The CollapsingQParserPlugin will be available in Solr 4.6 and it should
perform much better when collapsing on a high cardinality field. The 4.6
code doesn't directly port back to Solr 4.4 though due to some changes in
the build for 4.6. The jira ticket has a conversation about this though and
you may be able to follow it and create a patch for 4.4.


> Hi,
>    I've recently upgraded to SolrCloud (4.4) from Master-Slave mode. One of
> the changes I did the in queries is to add group functionality to remove
> duplicate results. The grouping is done on a specific field. But the change
> seemed to have a huge effect on the query performance. The "group" option
> decreased the performance by 10 times. For e.g. this query takes 1 sec to
> execute. The number of results is around 105387.

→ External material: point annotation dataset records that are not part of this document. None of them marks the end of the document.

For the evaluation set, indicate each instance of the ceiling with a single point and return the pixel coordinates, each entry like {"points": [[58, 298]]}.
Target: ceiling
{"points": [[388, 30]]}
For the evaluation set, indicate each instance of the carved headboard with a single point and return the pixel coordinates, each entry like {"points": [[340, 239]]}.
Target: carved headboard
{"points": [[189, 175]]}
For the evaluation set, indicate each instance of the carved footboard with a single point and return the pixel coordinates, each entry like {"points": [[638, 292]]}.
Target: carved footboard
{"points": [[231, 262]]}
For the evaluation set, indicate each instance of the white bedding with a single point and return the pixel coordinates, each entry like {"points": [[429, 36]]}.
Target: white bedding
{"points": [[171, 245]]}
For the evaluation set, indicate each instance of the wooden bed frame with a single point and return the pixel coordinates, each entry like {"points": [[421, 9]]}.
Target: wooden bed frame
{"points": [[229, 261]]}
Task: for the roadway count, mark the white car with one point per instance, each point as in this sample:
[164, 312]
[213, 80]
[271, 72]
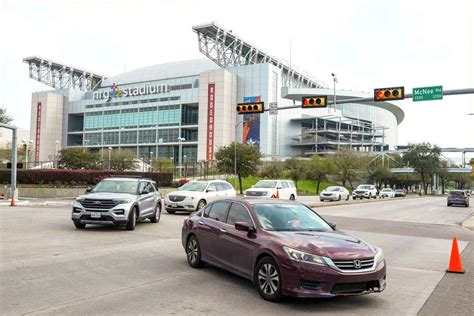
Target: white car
[387, 192]
[367, 191]
[283, 189]
[334, 193]
[194, 195]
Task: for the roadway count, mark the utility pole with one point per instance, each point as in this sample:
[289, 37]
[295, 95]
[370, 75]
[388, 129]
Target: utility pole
[14, 160]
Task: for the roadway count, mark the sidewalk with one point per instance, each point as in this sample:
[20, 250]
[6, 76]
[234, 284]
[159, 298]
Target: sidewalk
[454, 293]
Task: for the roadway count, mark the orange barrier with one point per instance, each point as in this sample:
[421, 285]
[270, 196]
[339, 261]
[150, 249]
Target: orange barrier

> http://localhost:8083/solr/browse?fq=language:(english)&wt=xml&rows=10&start=0&fq=(ContentGroup-local
> :"Learn
> & Explore" OR ADSKContentGroup-local:"Getting Started")&q=line&sort=score
> desc&group=true&group.field=dedup&group.ngroups=true
> If I exclude group option, it comes down to 190ms
> http://localhost:8083/solr/browse?fq=language:(english)&wt=xml&rows=10&start=0&fq=(ContentGroup-local
> :"Learn
> & Explore" OR ADSKContentGroup-local:"Getting Started")&q=line
> I'm running this query against a 8 million doc index . I've 2 shard with 1
> replica each, running on a m1x.large EC2 instance, each having 8gb allocat
> ed memory.
> Is this a known issue or am I missing something which is making this query
> expensive.
> I bumped into this JIRA -->
> which
> talks about CollapsingQParserPlugin as an alternate to grouping, but that
> seemed to be available in 4.6. Just wondering if it can be an alternate in
> my case and whether if its possible to apply as a patch in 4.4 version.
> Any pointer will be appreciated.
> - Thanks,
> Shamik